A breakdown of how the bottle blow molding machine works is given below;

· the heated plastic embryo is pot into the mold

· the mold it tightened using the mold locking cylinder

· the mold expands through the movement of the cylinder locked with high pressure for pre blowing.

· Shaping of the bottle embryo by the process of blowing at high temperature and kept for a period.

·  Release the high pressure in the formed bottle and reset the cylinder.

 In need of high quality bottle blow molding machine?

The bottle blow molding machine we are offering is the finest there is out there and the most interesting fact is that we are available to attend to your needs irrespective of what they may be.


Do not hesitate because every second counts. Let us help you become more productive. Click here now and welcome to the new era!

How to set up a juice plant factory

? Here Comark provide some guidelines to consider when investing in juice project and purchasing a complete plastic bottled juice production line.

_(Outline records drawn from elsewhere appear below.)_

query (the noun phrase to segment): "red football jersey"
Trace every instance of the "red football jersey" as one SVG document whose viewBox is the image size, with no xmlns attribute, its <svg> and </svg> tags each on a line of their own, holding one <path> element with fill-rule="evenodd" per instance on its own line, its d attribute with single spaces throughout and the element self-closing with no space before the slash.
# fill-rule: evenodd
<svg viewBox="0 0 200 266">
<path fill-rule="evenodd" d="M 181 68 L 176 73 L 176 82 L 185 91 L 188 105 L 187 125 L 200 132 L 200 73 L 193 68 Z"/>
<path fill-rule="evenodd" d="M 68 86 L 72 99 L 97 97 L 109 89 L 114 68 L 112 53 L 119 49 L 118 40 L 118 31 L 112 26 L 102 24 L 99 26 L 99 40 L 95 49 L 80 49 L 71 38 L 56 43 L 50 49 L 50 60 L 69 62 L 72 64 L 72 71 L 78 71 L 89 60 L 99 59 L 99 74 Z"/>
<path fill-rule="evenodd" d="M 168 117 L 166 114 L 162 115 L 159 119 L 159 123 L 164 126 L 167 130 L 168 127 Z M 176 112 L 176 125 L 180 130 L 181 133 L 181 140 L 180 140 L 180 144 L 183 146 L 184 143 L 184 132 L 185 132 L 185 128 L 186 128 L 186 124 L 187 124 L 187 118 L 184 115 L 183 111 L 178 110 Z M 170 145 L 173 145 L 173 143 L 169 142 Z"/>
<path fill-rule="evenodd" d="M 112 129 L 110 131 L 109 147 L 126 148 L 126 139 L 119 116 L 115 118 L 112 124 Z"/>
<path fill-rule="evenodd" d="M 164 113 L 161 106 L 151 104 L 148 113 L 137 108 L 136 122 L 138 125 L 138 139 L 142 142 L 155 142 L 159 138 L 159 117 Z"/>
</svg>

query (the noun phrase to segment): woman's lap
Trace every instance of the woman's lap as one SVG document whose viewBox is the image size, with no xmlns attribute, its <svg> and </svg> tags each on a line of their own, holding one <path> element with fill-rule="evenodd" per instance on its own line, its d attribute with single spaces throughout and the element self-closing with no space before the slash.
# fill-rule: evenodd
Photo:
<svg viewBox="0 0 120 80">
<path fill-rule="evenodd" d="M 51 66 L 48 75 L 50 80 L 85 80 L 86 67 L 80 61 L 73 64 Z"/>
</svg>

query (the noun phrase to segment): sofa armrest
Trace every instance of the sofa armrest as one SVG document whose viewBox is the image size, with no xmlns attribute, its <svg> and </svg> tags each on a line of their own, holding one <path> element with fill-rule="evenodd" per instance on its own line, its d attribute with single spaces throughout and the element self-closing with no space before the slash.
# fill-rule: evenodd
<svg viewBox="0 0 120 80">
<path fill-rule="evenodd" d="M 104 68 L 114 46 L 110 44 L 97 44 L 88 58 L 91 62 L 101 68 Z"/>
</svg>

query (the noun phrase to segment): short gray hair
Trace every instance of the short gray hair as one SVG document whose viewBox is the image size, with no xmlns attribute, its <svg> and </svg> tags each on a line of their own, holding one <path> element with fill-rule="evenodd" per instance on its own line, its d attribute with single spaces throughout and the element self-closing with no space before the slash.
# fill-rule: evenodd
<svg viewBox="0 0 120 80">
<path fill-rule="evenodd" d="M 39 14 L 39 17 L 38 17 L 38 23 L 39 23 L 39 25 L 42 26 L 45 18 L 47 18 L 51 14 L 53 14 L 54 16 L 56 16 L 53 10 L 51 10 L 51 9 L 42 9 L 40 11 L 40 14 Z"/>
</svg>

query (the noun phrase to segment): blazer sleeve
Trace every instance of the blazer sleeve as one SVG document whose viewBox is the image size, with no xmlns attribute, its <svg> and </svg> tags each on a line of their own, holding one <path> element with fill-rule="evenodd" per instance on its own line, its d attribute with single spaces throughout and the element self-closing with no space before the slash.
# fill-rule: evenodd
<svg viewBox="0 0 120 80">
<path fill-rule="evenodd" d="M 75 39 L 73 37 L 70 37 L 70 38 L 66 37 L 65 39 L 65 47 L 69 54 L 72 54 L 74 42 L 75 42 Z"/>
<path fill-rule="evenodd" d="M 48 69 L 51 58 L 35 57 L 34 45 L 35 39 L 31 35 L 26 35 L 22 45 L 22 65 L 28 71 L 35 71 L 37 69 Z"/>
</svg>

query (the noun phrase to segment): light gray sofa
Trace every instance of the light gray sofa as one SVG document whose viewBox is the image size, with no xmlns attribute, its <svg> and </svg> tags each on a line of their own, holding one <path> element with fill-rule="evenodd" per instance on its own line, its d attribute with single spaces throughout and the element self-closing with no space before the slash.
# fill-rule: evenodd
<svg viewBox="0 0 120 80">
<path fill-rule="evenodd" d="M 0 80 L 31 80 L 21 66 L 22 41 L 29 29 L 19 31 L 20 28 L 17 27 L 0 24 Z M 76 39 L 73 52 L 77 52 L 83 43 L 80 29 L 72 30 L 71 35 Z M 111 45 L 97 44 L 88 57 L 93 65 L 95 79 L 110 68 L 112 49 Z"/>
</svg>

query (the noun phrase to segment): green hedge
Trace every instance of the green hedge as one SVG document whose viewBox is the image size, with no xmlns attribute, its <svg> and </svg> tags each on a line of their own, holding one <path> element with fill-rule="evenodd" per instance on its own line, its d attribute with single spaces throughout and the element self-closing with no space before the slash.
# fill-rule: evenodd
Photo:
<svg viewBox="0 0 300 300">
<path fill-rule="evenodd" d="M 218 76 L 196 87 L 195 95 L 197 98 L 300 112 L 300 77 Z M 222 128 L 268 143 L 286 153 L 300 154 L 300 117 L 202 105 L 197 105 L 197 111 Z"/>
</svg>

juice complete line flow chat.jpg

1. Production equipment of full set juice beverage production line


Water treatment system: raw water tank, raw water pump, quartz sand filter, activated carbon filter, precision filter, reverse osmosis, ultraviolet sterilizer, water storage tank

Mixing system: sugar tank, double filter, centrifugal pump, mixing tank, syrup filter, homogenizer, vacuum degasser, tube/plate sterilization, CIP system

Filling system: three-in-one filling machine, spray system cooler, lighting testing equipment

Back-end packaging system: drying machine, printer machine, labeling machine, packing machine

juice hot filling machine.jpg

2. Hot filling production equipment for juice and tea beverages


Comark produces hot-filling series of juice and tea production management equipment, which can be used for automatic and safe production of bottled juice drinks, tea drinks, bottled pure water, mineral water and other still drinks. Advanced performance research, practical and beautiful, convenient operating system maintenance, high degree of automation development, is the first choice for hot-fill beverage production lines. The machine can adopt a bottleneck suspension, filling valve automatic lifting platform technology, can meet the technical capability requirements of hot filling below 95 degrees, and adopts advanced science and technology such as touch screen internal control, plc computer network control, and mixer control. SUS304 stainless steel is used between parts that are not in contact with the material. The main motor, reducer, main bearing, seals, electrical components and pneumatic components of the whole machine are all well-known brands. Production lines with various specifications can be customized according to different user requirements.